Outro, como se pode ver nas imagens divulgadas pela comissão, é um tricloreto de gálio, radiofármaco usado em tomografias de emissão de pósitrons (exame conhecido também como PET). Há outra embalagem que, segundo a inscrição, contém molibdênio-99 e tecnécio-99m, produtos usados na medicina nuclear para o diagnóstico de diversas doenças, como câncer, obstruções renais e demências, segundo o Ipen.
A maior parte das embalagens contém avisos de que os produtos são de uso restrito a hospitais. Fotos mostram que há produtos da fabricante RPH Radiofarmácia Centralizada, uma das maiores fabricantes de produtos desse tipo no Brasil.
A reportagem entrou em contato com a RPH por telefone e e-mail, mas não teve resposta. O Ipen informou que as informações sobre o caso serão fornecidas apenas pela Cnen.
“Diligências estão em andamento para recuperar o material e o veículo furtados e identificar o autor do crime”, informou a SSP (Secretaria de Segurança Pública).
PAÍS JÁ TEVE INCIDENTE QUE DEIXOU 4 MORTOS E CENTENAS DE CONTAMINADOS
O maior acidente radiológico do Brasil deixou quatro mortos, ao menos 16 pessoas com lesões corporais e mais de 200 contaminadas, em Goiânia (GO).

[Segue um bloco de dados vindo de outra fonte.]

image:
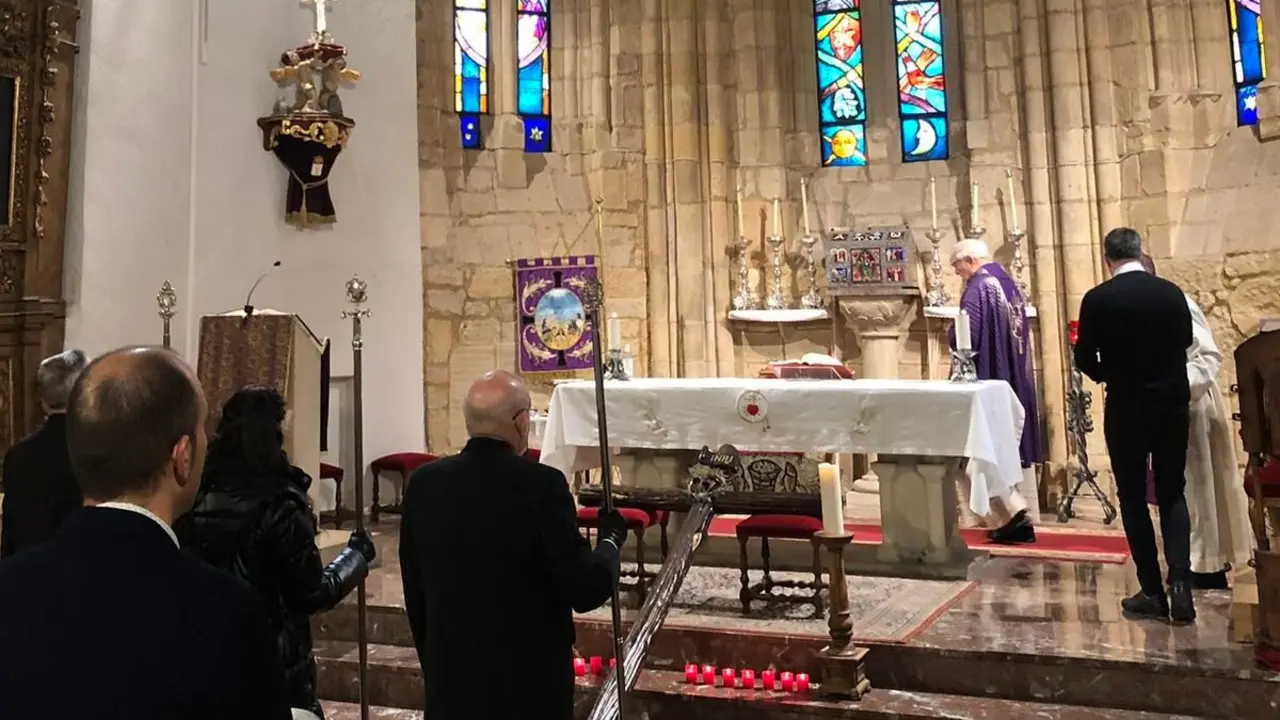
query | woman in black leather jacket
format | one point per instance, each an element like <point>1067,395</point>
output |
<point>252,518</point>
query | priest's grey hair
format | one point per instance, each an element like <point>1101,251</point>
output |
<point>970,250</point>
<point>56,376</point>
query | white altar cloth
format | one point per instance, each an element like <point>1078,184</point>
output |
<point>982,422</point>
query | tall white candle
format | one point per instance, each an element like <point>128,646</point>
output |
<point>933,203</point>
<point>964,337</point>
<point>1013,200</point>
<point>832,500</point>
<point>615,331</point>
<point>741,220</point>
<point>804,204</point>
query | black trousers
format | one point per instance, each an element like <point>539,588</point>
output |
<point>1134,431</point>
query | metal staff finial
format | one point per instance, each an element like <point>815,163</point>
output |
<point>357,292</point>
<point>168,301</point>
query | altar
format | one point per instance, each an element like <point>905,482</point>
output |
<point>923,433</point>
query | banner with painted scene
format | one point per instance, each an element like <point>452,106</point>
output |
<point>552,326</point>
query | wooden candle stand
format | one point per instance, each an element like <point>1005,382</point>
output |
<point>845,665</point>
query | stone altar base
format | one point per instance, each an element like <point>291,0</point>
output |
<point>1032,639</point>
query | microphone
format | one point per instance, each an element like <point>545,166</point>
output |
<point>248,299</point>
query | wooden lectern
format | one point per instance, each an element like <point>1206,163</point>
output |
<point>273,349</point>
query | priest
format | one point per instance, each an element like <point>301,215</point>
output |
<point>999,329</point>
<point>1219,509</point>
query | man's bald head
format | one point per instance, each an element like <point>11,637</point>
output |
<point>498,405</point>
<point>131,413</point>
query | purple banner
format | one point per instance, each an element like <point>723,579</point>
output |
<point>554,335</point>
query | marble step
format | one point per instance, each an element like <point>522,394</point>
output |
<point>396,683</point>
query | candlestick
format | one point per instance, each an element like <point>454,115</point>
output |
<point>933,203</point>
<point>964,340</point>
<point>832,499</point>
<point>804,203</point>
<point>1013,200</point>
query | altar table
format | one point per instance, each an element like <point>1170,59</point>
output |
<point>922,432</point>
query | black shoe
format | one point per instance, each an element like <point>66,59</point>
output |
<point>1143,605</point>
<point>1182,607</point>
<point>1210,580</point>
<point>1018,531</point>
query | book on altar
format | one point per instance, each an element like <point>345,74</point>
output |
<point>278,350</point>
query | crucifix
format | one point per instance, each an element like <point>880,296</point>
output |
<point>321,30</point>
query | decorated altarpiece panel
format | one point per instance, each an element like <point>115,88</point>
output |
<point>37,58</point>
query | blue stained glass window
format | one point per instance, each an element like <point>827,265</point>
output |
<point>534,83</point>
<point>922,92</point>
<point>470,68</point>
<point>841,96</point>
<point>1248,57</point>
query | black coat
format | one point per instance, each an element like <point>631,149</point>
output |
<point>109,620</point>
<point>494,568</point>
<point>40,490</point>
<point>260,528</point>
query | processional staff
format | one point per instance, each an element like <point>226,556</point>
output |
<point>357,292</point>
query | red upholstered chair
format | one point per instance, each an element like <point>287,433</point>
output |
<point>333,473</point>
<point>401,464</point>
<point>785,527</point>
<point>638,522</point>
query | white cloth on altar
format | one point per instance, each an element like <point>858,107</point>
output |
<point>982,422</point>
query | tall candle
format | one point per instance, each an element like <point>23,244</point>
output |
<point>615,331</point>
<point>933,204</point>
<point>964,340</point>
<point>973,206</point>
<point>832,500</point>
<point>1013,200</point>
<point>804,204</point>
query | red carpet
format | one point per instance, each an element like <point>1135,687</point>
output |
<point>1051,542</point>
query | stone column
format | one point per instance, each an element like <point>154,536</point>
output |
<point>880,328</point>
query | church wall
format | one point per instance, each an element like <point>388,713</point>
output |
<point>177,186</point>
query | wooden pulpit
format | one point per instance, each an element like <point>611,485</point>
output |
<point>277,350</point>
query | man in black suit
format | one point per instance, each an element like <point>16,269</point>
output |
<point>109,619</point>
<point>40,488</point>
<point>1133,337</point>
<point>494,566</point>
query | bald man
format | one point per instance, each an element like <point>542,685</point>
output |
<point>492,560</point>
<point>146,630</point>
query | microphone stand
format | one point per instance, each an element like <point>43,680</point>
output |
<point>357,292</point>
<point>593,296</point>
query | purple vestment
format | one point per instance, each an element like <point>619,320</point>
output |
<point>997,320</point>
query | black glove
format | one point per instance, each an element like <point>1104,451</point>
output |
<point>364,545</point>
<point>612,527</point>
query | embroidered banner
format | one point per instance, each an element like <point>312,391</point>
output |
<point>551,319</point>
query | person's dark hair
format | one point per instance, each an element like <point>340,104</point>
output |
<point>1123,244</point>
<point>250,433</point>
<point>126,413</point>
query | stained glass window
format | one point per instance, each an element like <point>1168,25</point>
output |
<point>1248,57</point>
<point>922,91</point>
<point>534,85</point>
<point>470,68</point>
<point>841,98</point>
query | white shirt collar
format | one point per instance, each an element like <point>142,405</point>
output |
<point>145,513</point>
<point>1129,267</point>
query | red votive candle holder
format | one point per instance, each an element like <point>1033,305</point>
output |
<point>801,682</point>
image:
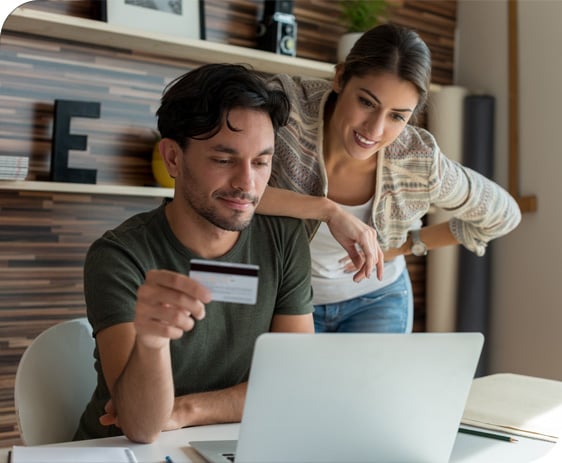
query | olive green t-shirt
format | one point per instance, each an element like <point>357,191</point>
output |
<point>216,354</point>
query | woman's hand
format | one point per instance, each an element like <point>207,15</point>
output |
<point>360,242</point>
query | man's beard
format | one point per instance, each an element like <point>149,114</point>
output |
<point>236,222</point>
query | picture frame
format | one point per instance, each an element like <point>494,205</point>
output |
<point>182,18</point>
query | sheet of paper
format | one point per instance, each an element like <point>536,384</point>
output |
<point>516,404</point>
<point>41,454</point>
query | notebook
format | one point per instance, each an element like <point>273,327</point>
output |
<point>45,454</point>
<point>352,397</point>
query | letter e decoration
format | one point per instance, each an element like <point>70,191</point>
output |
<point>63,141</point>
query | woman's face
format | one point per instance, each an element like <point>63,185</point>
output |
<point>370,112</point>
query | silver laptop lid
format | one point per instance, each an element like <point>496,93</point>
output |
<point>356,397</point>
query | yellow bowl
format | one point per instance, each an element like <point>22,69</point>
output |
<point>159,169</point>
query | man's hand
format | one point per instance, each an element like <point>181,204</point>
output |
<point>168,303</point>
<point>360,242</point>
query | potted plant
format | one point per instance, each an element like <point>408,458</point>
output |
<point>359,16</point>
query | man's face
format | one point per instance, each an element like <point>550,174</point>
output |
<point>223,178</point>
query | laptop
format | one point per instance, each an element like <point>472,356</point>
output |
<point>352,397</point>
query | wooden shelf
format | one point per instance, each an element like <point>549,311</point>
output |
<point>25,20</point>
<point>84,188</point>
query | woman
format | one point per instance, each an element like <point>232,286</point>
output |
<point>354,163</point>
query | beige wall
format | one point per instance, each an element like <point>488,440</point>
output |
<point>526,326</point>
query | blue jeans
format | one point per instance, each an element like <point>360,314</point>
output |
<point>387,310</point>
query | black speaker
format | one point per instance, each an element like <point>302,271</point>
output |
<point>277,30</point>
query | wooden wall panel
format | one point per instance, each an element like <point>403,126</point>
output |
<point>44,236</point>
<point>43,241</point>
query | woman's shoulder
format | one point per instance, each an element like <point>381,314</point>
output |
<point>301,87</point>
<point>413,142</point>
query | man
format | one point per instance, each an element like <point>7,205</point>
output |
<point>167,355</point>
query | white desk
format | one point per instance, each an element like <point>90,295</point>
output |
<point>468,448</point>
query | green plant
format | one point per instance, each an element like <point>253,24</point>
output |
<point>361,15</point>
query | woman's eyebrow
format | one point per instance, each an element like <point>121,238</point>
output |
<point>374,97</point>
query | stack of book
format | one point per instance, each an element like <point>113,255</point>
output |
<point>13,167</point>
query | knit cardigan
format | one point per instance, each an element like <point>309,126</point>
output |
<point>412,175</point>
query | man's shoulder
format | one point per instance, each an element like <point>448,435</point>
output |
<point>135,227</point>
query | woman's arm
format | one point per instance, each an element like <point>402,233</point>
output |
<point>347,229</point>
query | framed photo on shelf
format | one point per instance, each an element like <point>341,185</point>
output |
<point>183,18</point>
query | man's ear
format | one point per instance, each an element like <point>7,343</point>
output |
<point>170,151</point>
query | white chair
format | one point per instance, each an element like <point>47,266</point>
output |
<point>55,379</point>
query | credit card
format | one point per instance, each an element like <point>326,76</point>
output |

Em setembro de 1987, dois catadores de papel encontraram uma cápsula de césio-137 m um terreno de propriedade do Instituto Goiano de Radiologia (IGR), sem saber que o material era radioativo.
A peça foi rompida a marretadas e vendida a um ferro velho. Só duas semanas depois se descobriu a natureza do material. Assim como o material que estava no veículo furtado nesta segunda-feira, a cápsula fazia parte de um aparelho de radioterapia.
No ano passado, duas fontes radioativas de césio-137 desapareceram em Minas Gerais. Elas foram encontradas cerca de dez dias depois numa empresa de sucatas em São Paulo.